Daring and Vulnerability in Leadership

I’m really enjoying “Dare to Lead” by Brené Brown.

I’m grateful that she’s using research to validate what I’ve spent the last 20 years doing – finding out who I am, leaning into my fears, and exposing my heart.

She’s my translator, allowing me to translate concepts and tools from the personal growth movement to the corporate world. Jargon, re-framing, context, case studies, studies studies….allowing me to speak to managers, executives and CEO’s in a way they can hear it….in a language that speaks to the bottom-line outcomes they are seeking.

Below are some of my favorite thoughts and quotes as I read through the book. I consider it a primer on how to bring personal growth into the corporate world.

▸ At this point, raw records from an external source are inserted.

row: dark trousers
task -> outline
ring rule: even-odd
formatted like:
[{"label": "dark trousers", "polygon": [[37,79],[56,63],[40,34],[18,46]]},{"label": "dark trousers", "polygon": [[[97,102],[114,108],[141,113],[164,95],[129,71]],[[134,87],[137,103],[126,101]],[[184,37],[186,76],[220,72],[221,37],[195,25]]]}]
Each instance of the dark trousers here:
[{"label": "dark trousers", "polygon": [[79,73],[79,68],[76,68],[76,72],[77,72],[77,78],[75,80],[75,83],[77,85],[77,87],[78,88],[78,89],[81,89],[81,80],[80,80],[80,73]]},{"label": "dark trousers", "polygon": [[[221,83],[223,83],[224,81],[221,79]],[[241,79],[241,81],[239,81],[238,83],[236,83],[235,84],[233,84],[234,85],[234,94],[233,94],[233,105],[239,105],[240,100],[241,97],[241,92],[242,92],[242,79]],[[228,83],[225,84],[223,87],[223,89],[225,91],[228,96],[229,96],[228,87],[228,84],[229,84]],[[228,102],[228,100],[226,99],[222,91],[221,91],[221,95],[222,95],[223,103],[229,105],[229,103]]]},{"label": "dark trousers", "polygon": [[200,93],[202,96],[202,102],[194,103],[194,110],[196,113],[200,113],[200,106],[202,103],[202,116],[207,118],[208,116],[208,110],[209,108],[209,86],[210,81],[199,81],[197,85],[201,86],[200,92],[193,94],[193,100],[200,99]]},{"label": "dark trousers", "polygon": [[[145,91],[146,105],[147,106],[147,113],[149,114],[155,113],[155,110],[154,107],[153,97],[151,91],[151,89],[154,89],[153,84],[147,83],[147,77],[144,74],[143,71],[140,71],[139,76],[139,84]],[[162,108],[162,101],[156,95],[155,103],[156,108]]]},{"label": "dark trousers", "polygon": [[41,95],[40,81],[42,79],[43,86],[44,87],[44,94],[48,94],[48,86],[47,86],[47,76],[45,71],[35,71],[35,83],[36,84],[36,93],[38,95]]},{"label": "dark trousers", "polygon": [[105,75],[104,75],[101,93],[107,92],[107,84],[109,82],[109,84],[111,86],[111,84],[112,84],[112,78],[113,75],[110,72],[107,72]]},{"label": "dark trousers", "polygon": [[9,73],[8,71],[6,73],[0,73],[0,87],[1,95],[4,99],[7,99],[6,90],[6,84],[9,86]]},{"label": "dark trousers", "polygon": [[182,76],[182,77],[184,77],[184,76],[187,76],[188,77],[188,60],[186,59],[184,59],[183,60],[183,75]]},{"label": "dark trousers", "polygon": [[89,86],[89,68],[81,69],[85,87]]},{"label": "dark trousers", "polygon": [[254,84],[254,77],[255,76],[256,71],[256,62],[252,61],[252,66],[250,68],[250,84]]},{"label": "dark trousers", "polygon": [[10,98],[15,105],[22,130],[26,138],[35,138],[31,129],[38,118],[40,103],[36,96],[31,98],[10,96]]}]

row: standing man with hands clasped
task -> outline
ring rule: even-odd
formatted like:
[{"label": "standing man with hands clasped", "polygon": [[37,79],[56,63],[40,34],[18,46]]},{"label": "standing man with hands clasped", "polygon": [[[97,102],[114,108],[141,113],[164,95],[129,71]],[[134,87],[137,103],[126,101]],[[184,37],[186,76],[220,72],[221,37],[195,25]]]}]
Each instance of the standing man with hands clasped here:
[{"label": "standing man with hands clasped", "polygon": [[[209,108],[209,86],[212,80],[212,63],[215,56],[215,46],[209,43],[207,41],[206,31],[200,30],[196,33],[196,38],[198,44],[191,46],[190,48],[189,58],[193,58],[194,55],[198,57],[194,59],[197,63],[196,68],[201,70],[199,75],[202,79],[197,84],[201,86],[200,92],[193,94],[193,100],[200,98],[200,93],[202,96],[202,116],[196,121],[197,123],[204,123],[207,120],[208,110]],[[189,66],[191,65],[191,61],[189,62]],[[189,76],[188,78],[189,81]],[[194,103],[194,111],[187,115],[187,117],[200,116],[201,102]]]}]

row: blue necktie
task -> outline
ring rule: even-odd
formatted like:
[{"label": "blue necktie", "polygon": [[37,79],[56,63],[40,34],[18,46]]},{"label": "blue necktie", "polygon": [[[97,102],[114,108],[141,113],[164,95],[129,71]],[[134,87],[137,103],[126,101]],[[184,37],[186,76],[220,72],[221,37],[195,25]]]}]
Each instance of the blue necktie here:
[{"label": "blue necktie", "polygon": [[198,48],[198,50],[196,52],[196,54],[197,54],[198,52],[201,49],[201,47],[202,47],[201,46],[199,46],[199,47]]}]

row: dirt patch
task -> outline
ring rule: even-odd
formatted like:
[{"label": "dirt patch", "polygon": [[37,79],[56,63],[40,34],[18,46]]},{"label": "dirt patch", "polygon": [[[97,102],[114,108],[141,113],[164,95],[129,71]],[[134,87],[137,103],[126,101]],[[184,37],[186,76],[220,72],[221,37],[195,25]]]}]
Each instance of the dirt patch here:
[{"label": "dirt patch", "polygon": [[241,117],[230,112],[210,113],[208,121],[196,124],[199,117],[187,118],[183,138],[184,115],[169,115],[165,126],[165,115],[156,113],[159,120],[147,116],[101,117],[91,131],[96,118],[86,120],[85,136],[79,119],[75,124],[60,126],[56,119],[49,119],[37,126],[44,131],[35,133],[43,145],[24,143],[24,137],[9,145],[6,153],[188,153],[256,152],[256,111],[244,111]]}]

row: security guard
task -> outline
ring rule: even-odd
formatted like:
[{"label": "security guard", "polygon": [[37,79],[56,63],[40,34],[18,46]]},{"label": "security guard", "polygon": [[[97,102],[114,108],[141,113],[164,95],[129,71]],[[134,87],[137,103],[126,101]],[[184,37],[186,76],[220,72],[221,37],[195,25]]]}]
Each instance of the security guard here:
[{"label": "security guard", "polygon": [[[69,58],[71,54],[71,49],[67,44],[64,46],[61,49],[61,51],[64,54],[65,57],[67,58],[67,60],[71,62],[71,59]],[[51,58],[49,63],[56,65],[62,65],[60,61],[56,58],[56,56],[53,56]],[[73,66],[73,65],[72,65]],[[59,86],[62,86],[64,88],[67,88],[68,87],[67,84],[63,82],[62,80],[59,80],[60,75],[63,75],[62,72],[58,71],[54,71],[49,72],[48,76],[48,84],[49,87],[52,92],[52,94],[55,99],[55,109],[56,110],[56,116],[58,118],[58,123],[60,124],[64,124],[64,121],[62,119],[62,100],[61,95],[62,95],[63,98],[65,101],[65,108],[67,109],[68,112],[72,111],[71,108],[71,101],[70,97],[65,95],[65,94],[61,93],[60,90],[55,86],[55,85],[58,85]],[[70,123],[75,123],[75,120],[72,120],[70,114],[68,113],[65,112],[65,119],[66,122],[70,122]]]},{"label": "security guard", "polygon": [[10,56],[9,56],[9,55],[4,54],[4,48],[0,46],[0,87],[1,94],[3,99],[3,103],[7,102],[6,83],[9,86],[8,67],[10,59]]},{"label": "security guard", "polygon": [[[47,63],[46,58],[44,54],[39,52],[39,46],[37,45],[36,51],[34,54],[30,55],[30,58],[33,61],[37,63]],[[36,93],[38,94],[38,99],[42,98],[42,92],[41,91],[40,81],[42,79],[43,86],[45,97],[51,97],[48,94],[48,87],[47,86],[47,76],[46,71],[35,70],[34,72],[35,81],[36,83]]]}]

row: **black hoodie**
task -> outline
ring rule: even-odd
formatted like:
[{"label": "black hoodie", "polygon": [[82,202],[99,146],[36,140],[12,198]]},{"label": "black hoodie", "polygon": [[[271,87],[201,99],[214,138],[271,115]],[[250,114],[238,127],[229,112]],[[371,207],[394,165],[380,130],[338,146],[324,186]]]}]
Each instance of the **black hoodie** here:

  1. The top behaviors and cultural issues getting in our way:
    • We avoid tough conversations, including giving honest, productive feedback.
    • (lack of) acknowledging and addressing the fears and feelings that show up during change and upheaval.
    • Diminishing trust caused by a lack of connection and empathy. (“Daring leaders must care for and be connected to the people they lead.“)
    • Not enough people are taking smart risks or creating and sharing bold ideas.
    • Too much shame and blame, not enough accountability and learning.
  2. “….we haven’t made great progress in developing these skills in leaders, because we don’t dig into the humanity of this work-it’s too messy. It’s much easier to talk about what we want and need than it is to talk about the fears, feelings, and scarcity that get in the way of achieving…”. “…we don’t have the courage for real talk about courage.
  3. And if you want to call these “soft skills” after you’ve tried putting them into practice-go for it. I dare you.”
  4. Vulnerability: the emotion that we experience during times of uncertainty, risk, and emotional exposure.” “Across all of our data there’s not a shred of empirical evidence that vulnerability is weakness.” “…without vulnerability there is no creativity or innovation…because there is no innovation without failure.”
  5. A rumble is a discussion, conversation, or meeting defined by a commitment to lean into vulnerability, to stay curious and generous, to stick with the messy middle of problem identification and solving, to take a break and circle back when necessary, to be fearless in owning our parts and…to listen with the same passion with which we want to be heard.”
  6. Our ability to be daring leaders will never be greater than our capacity for vulnerability. Once we start to build vulnerability skills, we can start to develop the other skill sets.” “The true underlying obstacle to brave leadership is how we respond to fear.” “The real barrier…is our armor – the thoughts, emotions, and behaviors that we use to protect ourselves when we aren’t willing and able to rumble with vulnerability.”
  7. “Who we are is how we lead”
  8. Leaders…must create and hold spaces that rise to a higher standard of behavior than what we experience in the news, on TV, and in the streets. And for many, the culture at work may even need to be better than what they experience in their own home. Sometimes leadership strategies make us better partners and parents.”
  9. Armor: “(allow them to) take off the crushing weight of their armor, hang it on a rack, and open their heart to truly being seen.” “You can’t fully grow and contribute behind armor. It takes a massive amount of energy just to carry it around-sometimes it takes all of our energy.”
    “We’ve paid for self-protection by sealing off our heart from everyone, and from everything – not just hurt, but love.”
  10. When our organization rewards armoring behaviors like blaming, shaming, cynicism, perfectionism, and emotional stoicism, we can’t expect innovative work.
  11. Daring is saying ‘I know I will eventually fail, and I’m sill all in.” “”It’s having the courage to show up when you can’t control the outcome.”
  12.  “Myth #3: I can go it alone.” “We are hardwired for connection. From our mirror neurons to language, we are a social species. In the absence of authentic connection, we suffer.” “We don’t derive strength from our rugged individualism, but rather from our collective ability to pan, communicate, and work together.”
  13. Trust: a slow-building, iterative, and layered process that happens over time.
  14. Creating a safe container for a group rumble:
  15. Behaviors that inhibit good rumbling: judgment, unsolicited advice giving, interrupting, and sharing outside the team meeting. Encouraging behaviors: listening, staying curious, being honest, and keeping confidence.